I always thought of Other Lives as an interesting band - Ever since their haunting breakout song 'For 12' landed back in 2011, I saw them as a curious little thing - a folksy indie band with just enough to mark them out from the glut of other gentle folksy indie bands that seemed to be on every TV advert from 2011-2013. They had a darker side, a lilting string section and an obvious penchant for Morricone atmospherics.
So, when Rituals rolled into my inbox, I was excited and curious to see where they were at nearly four years down the line. The answer is, sadly, a little confused.
That's not to say that this album isn't without its charms, because it has a lot of them, but for the most part, it seems like a wasted opportunity. On the face of it, not much has changed - the string section is employed generously, the reverb levels are nearly always maxed out, and the gentle coo of singer Jesse Tabish is there in spades, but as for anything else, you're kind of left wanting.
It would've made for a far more interesting record had they stripped back the excessive production that seems to suffocate their songs here, and let the strength of their writing carry the album.
There are great little ideas trying to get out, but they keep getting smothered in over-generous layers of reverb and cluttered up with pointless electronic elements, such as the drum loops that feel a little out of place on the album's opening three tracks. That you don't hear them again on the rest of the album speaks volumes, and its almost as if they got bored of trying to shoehorn in this stuff themselves. Had the record been an experiment in doing more with less, it would've been to their benefit - here, it seems that it's business as usual, and whatever attempts at change there are seem to miss the mark a little.
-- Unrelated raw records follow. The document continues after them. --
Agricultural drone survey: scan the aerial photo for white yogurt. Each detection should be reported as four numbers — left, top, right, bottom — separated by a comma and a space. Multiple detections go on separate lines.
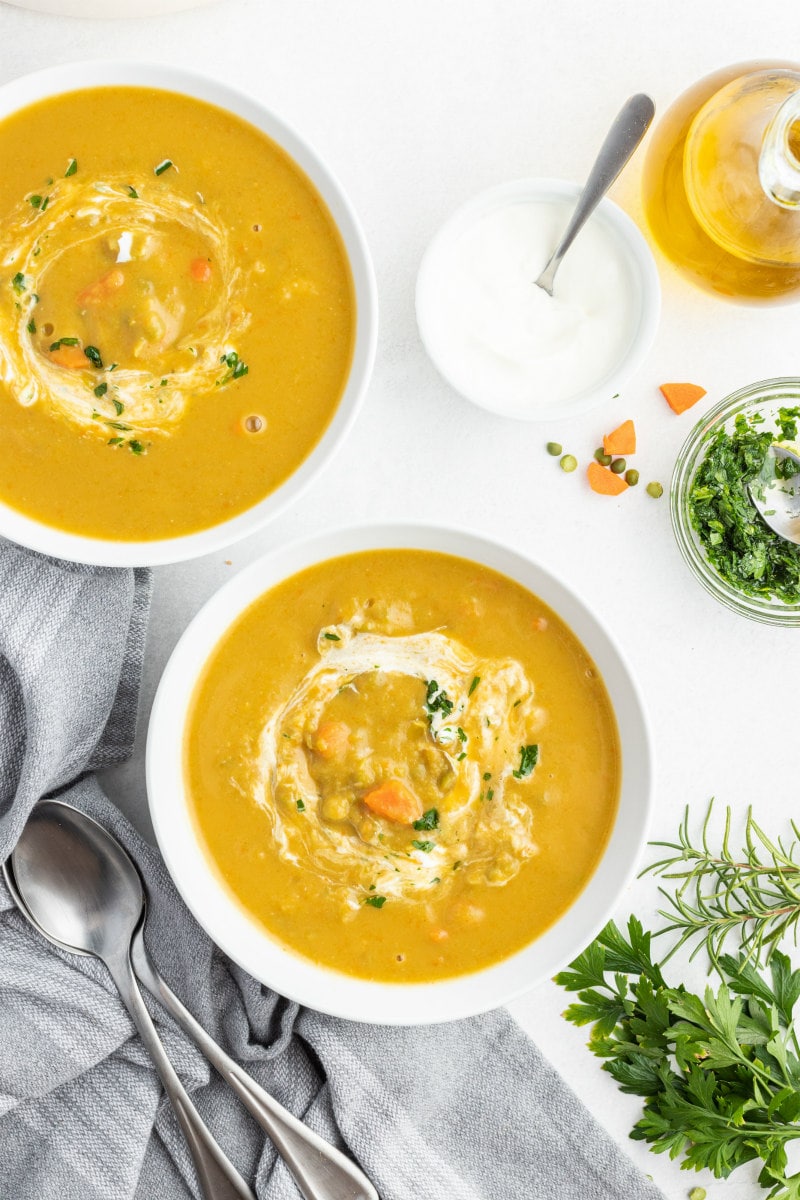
416, 187, 649, 420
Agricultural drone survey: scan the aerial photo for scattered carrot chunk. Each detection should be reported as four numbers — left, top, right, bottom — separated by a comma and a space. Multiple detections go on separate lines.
603, 419, 636, 456
48, 344, 87, 369
78, 267, 125, 306
314, 720, 350, 761
190, 257, 213, 283
659, 382, 707, 414
587, 460, 629, 496
364, 780, 423, 825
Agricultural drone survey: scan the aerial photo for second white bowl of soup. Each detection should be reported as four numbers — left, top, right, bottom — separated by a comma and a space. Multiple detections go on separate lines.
0, 62, 376, 565
147, 525, 652, 1024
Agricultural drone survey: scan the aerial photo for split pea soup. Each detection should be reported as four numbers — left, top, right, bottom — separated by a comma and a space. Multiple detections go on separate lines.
0, 86, 355, 540
185, 549, 622, 983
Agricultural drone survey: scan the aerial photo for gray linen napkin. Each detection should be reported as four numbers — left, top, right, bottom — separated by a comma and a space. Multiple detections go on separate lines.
0, 540, 665, 1200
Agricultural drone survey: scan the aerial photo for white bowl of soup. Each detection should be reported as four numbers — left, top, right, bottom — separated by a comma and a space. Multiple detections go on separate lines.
147, 524, 653, 1024
0, 62, 376, 565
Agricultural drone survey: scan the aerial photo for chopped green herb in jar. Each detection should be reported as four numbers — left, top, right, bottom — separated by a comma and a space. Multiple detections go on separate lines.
687, 406, 800, 604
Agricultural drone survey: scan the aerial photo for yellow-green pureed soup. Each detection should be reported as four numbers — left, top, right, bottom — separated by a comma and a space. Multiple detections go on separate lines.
0, 87, 354, 540
185, 550, 622, 983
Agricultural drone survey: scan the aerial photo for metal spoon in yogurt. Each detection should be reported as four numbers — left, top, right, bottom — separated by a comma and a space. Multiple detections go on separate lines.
534, 93, 655, 296
749, 442, 800, 545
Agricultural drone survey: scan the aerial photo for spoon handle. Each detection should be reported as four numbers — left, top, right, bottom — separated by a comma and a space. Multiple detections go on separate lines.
106, 947, 256, 1200
132, 933, 378, 1200
535, 93, 655, 294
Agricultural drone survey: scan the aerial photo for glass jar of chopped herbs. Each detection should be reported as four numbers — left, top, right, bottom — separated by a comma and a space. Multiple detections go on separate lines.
671, 379, 800, 626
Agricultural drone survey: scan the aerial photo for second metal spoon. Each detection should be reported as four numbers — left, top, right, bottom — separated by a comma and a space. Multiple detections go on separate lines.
534, 92, 655, 295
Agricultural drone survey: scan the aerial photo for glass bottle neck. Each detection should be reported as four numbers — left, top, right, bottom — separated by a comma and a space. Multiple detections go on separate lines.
760, 87, 800, 208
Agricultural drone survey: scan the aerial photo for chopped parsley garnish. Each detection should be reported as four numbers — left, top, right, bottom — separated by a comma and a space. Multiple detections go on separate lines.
457, 752, 466, 761
424, 680, 454, 720
106, 419, 132, 432
513, 744, 539, 779
154, 159, 174, 176
65, 158, 78, 177
29, 194, 43, 209
468, 675, 481, 696
483, 772, 491, 781
160, 378, 168, 387
217, 350, 249, 386
26, 319, 35, 334
323, 631, 341, 641
107, 363, 118, 372
107, 437, 125, 446
41, 196, 50, 212
412, 808, 439, 831
364, 895, 386, 909
457, 726, 467, 742
411, 839, 435, 853
296, 798, 306, 812
93, 382, 108, 399
486, 788, 494, 800
84, 345, 103, 369
688, 406, 800, 604
112, 398, 124, 416
11, 272, 26, 294
127, 186, 139, 199
129, 439, 145, 455
50, 337, 79, 349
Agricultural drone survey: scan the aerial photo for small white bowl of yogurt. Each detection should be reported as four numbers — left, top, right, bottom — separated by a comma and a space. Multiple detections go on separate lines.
416, 178, 660, 421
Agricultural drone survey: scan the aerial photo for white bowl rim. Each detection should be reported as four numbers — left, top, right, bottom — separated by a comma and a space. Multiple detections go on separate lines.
146, 521, 654, 1025
0, 60, 378, 567
415, 176, 661, 423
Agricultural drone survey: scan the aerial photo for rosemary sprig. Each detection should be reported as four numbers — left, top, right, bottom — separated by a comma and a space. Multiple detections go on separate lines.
643, 802, 800, 969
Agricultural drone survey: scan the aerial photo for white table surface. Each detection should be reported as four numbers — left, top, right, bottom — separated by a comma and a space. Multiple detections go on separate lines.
2, 3, 799, 1196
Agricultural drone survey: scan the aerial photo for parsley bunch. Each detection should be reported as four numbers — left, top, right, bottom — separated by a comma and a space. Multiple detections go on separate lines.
556, 918, 800, 1198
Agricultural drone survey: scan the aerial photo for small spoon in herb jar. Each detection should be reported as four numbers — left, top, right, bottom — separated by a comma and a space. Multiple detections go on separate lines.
749, 443, 800, 545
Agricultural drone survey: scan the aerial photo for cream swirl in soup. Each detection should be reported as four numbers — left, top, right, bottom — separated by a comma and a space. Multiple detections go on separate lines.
255, 613, 543, 912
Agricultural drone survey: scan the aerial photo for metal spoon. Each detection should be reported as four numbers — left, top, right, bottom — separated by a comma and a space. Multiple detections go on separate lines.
534, 93, 655, 296
9, 801, 255, 1200
6, 800, 378, 1200
749, 443, 800, 544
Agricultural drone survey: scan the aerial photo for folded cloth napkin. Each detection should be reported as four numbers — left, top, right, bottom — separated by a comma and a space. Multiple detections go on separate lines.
0, 540, 665, 1200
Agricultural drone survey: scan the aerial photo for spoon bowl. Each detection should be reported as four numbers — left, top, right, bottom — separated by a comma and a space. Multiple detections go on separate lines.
12, 801, 144, 957
749, 443, 800, 545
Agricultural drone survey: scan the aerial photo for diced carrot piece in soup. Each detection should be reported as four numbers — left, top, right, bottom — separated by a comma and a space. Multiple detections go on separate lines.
48, 344, 88, 369
364, 780, 423, 825
78, 267, 125, 306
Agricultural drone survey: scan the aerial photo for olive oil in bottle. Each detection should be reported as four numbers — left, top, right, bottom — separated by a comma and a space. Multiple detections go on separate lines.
642, 62, 800, 303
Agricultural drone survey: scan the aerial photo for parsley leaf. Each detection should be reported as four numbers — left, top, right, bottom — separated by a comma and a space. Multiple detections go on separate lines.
412, 808, 439, 832
154, 159, 174, 176
84, 345, 103, 369
424, 680, 454, 720
411, 839, 435, 852
512, 744, 539, 779
65, 158, 78, 177
364, 895, 386, 909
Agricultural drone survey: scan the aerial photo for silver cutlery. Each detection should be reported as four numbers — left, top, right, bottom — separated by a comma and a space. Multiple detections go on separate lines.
5, 799, 378, 1200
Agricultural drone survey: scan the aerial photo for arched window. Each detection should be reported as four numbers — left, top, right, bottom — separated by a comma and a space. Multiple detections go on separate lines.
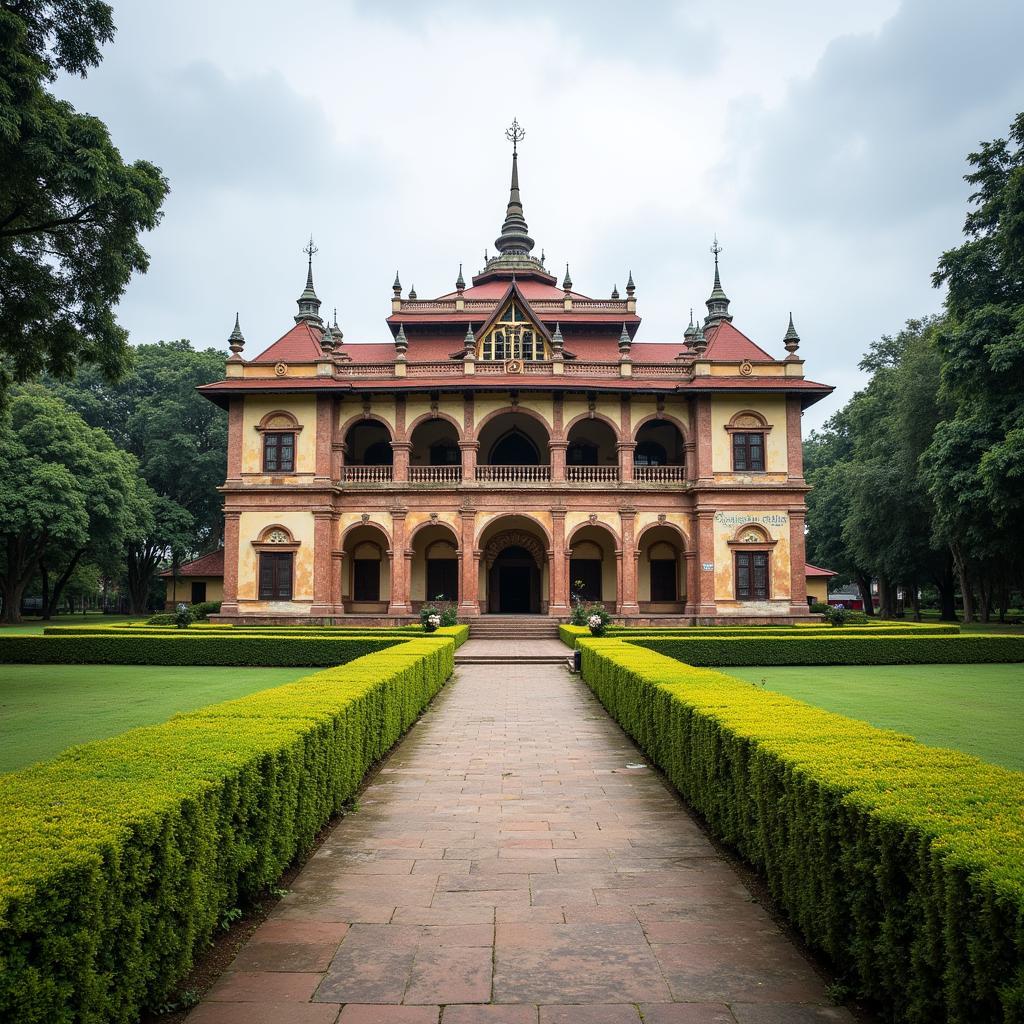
478, 301, 548, 361
727, 412, 771, 473
257, 411, 301, 473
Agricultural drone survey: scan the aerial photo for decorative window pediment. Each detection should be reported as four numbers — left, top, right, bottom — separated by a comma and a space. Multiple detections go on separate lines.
478, 300, 549, 362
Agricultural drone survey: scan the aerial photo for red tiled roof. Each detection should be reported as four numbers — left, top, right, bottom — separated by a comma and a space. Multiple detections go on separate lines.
250, 321, 324, 363
160, 549, 224, 578
805, 562, 838, 578
436, 278, 586, 301
702, 322, 774, 361
388, 310, 641, 326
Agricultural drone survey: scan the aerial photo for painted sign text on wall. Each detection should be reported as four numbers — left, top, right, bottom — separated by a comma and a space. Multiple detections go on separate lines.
714, 512, 789, 529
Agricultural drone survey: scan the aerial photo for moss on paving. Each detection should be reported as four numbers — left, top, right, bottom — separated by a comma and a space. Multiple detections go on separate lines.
727, 663, 1024, 770
0, 664, 313, 773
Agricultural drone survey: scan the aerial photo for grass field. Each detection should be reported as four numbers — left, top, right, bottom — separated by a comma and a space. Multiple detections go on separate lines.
727, 663, 1024, 770
0, 664, 313, 773
0, 615, 148, 636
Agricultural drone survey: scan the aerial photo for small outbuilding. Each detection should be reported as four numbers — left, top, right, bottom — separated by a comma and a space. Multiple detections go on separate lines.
161, 550, 225, 609
805, 562, 838, 607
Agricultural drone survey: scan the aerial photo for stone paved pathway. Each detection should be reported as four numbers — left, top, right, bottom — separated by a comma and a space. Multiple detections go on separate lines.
188, 658, 854, 1024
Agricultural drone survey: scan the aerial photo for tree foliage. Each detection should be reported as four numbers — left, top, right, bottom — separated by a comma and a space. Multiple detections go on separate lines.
0, 0, 168, 394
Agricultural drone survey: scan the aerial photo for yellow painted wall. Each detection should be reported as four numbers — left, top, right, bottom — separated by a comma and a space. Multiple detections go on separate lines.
164, 577, 224, 606
241, 395, 317, 475
712, 509, 792, 607
807, 577, 830, 604
237, 510, 315, 607
709, 395, 788, 475
338, 396, 398, 433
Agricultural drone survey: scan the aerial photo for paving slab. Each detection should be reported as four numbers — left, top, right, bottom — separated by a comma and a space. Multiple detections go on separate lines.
189, 654, 840, 1020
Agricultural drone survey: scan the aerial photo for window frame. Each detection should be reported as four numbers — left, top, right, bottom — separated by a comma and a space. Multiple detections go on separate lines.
262, 430, 296, 473
731, 431, 765, 472
258, 550, 294, 601
735, 550, 770, 601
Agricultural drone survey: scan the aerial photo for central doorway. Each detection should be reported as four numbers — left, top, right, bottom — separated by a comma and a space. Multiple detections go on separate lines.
490, 545, 540, 614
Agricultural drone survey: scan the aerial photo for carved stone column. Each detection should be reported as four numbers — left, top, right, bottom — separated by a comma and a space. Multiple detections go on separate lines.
695, 397, 714, 483
788, 507, 809, 615
310, 509, 335, 615
391, 441, 411, 483
617, 442, 636, 483
549, 508, 568, 614
220, 510, 241, 616
331, 550, 345, 612
696, 509, 717, 616
550, 440, 567, 484
459, 440, 478, 483
683, 550, 698, 616
786, 397, 805, 482
618, 507, 640, 615
458, 507, 480, 617
388, 507, 411, 615
226, 399, 244, 484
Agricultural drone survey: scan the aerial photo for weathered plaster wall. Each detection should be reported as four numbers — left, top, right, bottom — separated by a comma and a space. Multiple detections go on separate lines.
712, 509, 792, 606
241, 395, 317, 475
709, 395, 788, 474
237, 510, 315, 606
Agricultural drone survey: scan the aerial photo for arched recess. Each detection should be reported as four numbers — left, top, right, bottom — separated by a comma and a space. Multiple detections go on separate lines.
637, 522, 686, 612
567, 522, 618, 609
565, 416, 619, 480
475, 409, 551, 466
256, 410, 303, 433
341, 522, 391, 612
477, 514, 550, 614
633, 417, 686, 470
343, 416, 394, 466
409, 416, 462, 480
251, 525, 300, 603
409, 521, 461, 606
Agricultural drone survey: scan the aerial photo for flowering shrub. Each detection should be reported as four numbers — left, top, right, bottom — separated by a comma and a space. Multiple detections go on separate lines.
424, 614, 442, 633
422, 596, 458, 628
586, 604, 611, 636
823, 603, 851, 627
174, 603, 193, 629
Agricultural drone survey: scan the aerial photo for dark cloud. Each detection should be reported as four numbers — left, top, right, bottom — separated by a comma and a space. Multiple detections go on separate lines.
729, 0, 1024, 229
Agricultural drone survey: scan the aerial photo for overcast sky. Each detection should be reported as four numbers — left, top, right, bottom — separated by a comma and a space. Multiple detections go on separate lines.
56, 0, 1024, 429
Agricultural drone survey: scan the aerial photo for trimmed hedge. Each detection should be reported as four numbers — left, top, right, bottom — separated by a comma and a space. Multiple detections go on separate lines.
41, 623, 471, 647
626, 634, 1024, 665
0, 640, 452, 1023
558, 623, 963, 649
577, 638, 1024, 1023
0, 634, 407, 666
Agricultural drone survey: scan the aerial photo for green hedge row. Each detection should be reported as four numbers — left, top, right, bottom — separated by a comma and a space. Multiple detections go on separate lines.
576, 638, 1024, 1023
0, 634, 407, 666
0, 640, 452, 1023
557, 623, 964, 649
626, 634, 1024, 665
41, 624, 471, 647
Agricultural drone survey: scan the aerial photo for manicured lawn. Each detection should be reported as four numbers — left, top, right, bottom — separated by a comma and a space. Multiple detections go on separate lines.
727, 663, 1024, 771
0, 663, 314, 773
0, 614, 148, 636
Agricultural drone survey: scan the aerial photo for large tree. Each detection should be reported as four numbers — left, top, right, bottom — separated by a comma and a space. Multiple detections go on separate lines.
924, 112, 1024, 619
0, 0, 168, 394
0, 387, 137, 622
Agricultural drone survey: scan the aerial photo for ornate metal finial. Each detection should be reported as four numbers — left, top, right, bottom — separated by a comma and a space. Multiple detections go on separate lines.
394, 324, 408, 358
783, 312, 801, 355
540, 248, 545, 264
551, 322, 564, 356
704, 235, 732, 327
626, 270, 635, 297
228, 312, 245, 356
295, 236, 323, 325
463, 322, 476, 358
505, 117, 525, 154
684, 308, 697, 341
611, 283, 619, 300
408, 283, 417, 300
693, 321, 708, 355
456, 263, 465, 291
392, 270, 402, 297
563, 263, 572, 291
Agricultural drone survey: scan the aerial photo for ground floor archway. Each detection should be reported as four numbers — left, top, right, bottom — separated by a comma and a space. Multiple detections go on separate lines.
341, 523, 391, 613
478, 516, 550, 614
637, 524, 686, 613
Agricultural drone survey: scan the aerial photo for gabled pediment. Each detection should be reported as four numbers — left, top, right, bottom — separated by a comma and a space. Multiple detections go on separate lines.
473, 281, 552, 362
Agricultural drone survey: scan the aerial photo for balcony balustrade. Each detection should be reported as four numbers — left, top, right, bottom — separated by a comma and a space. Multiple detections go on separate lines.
633, 465, 685, 483
408, 465, 462, 483
475, 465, 551, 484
566, 465, 620, 483
340, 465, 393, 483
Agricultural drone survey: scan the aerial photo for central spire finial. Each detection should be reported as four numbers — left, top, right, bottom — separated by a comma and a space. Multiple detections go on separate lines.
505, 118, 525, 154
704, 234, 733, 327
710, 235, 722, 263
295, 234, 323, 325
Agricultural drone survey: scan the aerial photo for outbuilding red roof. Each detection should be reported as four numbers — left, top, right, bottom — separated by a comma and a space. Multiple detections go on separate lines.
160, 549, 225, 578
805, 562, 838, 578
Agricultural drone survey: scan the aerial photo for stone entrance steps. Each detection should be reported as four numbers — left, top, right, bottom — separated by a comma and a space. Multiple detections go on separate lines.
469, 616, 562, 640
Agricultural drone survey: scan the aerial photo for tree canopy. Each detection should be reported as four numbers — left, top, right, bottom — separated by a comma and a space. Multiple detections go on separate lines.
0, 0, 168, 394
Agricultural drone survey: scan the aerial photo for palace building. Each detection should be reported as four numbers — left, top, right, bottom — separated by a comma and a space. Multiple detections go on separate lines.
199, 124, 832, 624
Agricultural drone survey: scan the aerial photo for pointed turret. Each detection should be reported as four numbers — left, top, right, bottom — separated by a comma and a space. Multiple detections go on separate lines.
618, 322, 632, 359
494, 119, 535, 256
394, 324, 408, 359
392, 270, 402, 298
626, 271, 635, 298
783, 312, 801, 356
295, 236, 324, 326
551, 322, 564, 360
456, 263, 465, 291
463, 322, 476, 359
704, 236, 732, 327
408, 284, 417, 300
682, 308, 697, 349
611, 284, 619, 300
562, 264, 573, 291
693, 320, 708, 355
228, 313, 245, 357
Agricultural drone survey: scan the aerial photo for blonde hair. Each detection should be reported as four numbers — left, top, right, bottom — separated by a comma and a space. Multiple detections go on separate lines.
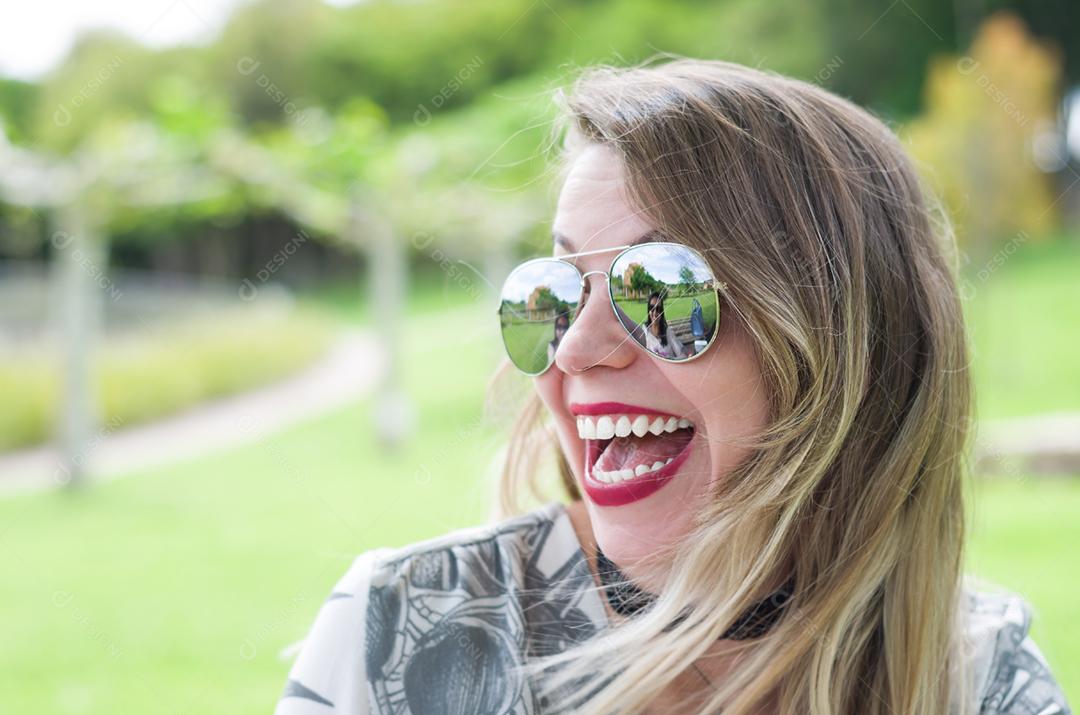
485, 56, 974, 715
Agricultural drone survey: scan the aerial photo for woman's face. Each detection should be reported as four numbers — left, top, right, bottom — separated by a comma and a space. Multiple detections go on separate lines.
533, 143, 770, 589
647, 299, 662, 332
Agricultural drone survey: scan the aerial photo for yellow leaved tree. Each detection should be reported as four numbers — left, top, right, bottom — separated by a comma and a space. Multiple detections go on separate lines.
903, 11, 1063, 255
Still, when they get it right, they absolutely nail it - the middle section trio of 'Beat Primal', 'New Fog' and '2 Pyramids' are up there with the best stuff they've ever done, and are undoubted highlights of the album, but it's all a little lost in the near hour long running time, spread fairly evenly over 14 tracks. It feels like a long album, and after a while, the thing starts to coalesce into one great big fog of strings, plodding drums and gentile guitar strums, so you have trouble identifying where one track ends and another begins.
It's a pleasant enough experience on the whole, but could've been so much more - and that is what's so frustrating with Rituals - the songs, by and large, are absolutely fine, it's just that the way they've been presented feels like a band trying to do something, but not exactly sure what.